Any individual must make a will or a trust in order to make sure that his or her estates remain in safe hands and are best utilized by those near and dear to them. If you yourself have any loved one who has not created their will or trust yet, you must make an effort to help him or her get started. Depending on his personal requirements and/or the size of his estate, he may choose to create a will, a trust or even both.
Here’s how you can help your friend decide the estate-planning tools that are best for them.
Why opt for estate planning?
Estate planning refers to actively segregating assets and determining how they will be paid out upon your passing. Assets can include personal property as well as any investments or related accounts or capitol.
No matter what the size of their estate, your partner must create a well-drafted will (or trust, or both) to make sure that his assets get distributed to the people of his choosing. Without a valid will, the estate will be divided by the state according to local laws.
Creating a Will
A will is a legal document which contains the direction on how an individual’s assets will be distributed after their death. Your loved one is free to choose how he or she will divide his or her assets – i.e. whether it will be handed over to a single individual or divided among several, or even donated to an organization or charity.
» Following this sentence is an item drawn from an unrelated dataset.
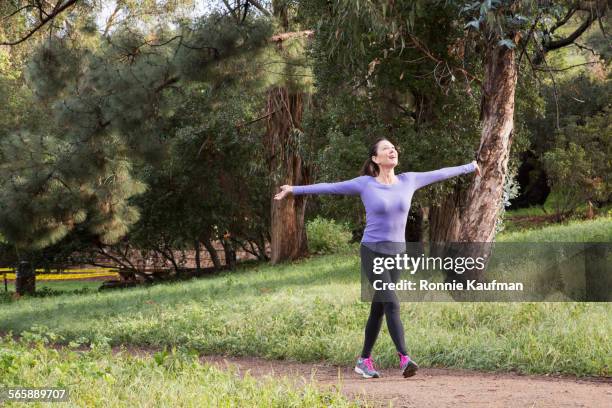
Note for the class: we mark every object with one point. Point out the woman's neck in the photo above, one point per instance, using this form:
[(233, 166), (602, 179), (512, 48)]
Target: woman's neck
[(386, 176)]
By law, your loved will be required to appoint an executor, who will take on the task of distribution of assets according to the wishes of the deceased. This individual will be responsible for paying dues, filing taxes, and distributing assets. In case your loved one fails to appoint an executor, one will be appointed by the state.
Your loved one is also free to change or even revoke his or her will, provided he is not mentally incapacitated at the time.
Will go through probate, which is a legal process that determines the will’s validity sees to asset distribution – even when a valid will is absent.
Establishing a Trust
While a trust contains the details of how an individual’s assets will distributed upon his or her death (like a will), it enables the granter (i.e. the person creating the trust) to have someone of his manage his assets if he is alive but incapacitated.
Establishing a trust requires the granter to write a trust document and transfer the ownership of his property to the trust. The granter is also responsible for naming a trustee who will manage the trust.
The main point where is trust is different from is will is that a trust comes into effect while you are still living. You can choose to appoint yourself as the primary individual to manage your property on your own, and then designate a successor to manage transactions and distribution of assets once the granter dies or becomes incapacitated.
While irrevocable trusts cannot be amended, revocable ones can be amended at any time so long as the granter is able to do so.